Она ответила мне так, как я вовсе не ожидала.

- Совсем не думаю словами.

- Как не думаешь! - накинулась я на нее. - Нельзя думать без слов! Каждый человек думает словами!

- А вот, - объясняла она мне, - "придет к нам в класс Флери", неужели ты себе это говоришь, а я так представляю себе его вице-мундир, лысину...

Меня осенило, что я была не права. Да, конечно, и я, когда думаю, что "Флери придет в класс", то представляю себе его, а не говорю слова. Но как же это, однако? Есть такие вещи, о которых без слов совсем нельзя думать, и я вспоминала свои излюбленные "добродетель, вера, грех". "Да, нельзя - кто же прав: Лейшке или я?"

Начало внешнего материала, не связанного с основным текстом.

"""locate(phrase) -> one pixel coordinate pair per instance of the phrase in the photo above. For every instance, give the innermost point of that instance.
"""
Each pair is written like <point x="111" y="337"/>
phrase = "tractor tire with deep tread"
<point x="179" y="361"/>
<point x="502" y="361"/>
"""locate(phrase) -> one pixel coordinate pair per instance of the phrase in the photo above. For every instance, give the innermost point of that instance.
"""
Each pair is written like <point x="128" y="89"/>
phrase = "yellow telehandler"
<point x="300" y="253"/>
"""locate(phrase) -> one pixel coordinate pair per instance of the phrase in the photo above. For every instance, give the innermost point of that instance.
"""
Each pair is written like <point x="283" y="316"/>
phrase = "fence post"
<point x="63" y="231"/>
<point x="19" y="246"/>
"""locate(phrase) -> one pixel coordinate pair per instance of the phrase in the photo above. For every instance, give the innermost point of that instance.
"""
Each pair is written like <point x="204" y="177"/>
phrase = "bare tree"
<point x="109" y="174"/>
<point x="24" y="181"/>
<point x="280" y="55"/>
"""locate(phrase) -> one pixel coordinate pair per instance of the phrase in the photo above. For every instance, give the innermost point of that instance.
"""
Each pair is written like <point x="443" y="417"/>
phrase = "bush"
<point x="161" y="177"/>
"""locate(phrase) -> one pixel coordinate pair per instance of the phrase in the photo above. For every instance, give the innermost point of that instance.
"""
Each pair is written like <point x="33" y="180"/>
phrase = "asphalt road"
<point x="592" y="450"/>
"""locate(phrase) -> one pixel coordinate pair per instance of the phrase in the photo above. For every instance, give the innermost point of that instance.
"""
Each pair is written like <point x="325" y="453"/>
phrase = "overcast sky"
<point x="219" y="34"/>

И кто бы ни входил к нам в класс - был ли то учитель арифметики, географии или рисования, которая-нибудь из немок непременно докладывала, что его просят ответить на один вопрос: "Как думает человек?"

И учителя путали и путали. Из их объяснений я ничего не вынесла и так и осталась с убеждением, что это трудный вопрос, пока не узнала, что мы спорили о понятиях и представлениях, и никак не могли прийти к соглашению, что нужны и те, и другие.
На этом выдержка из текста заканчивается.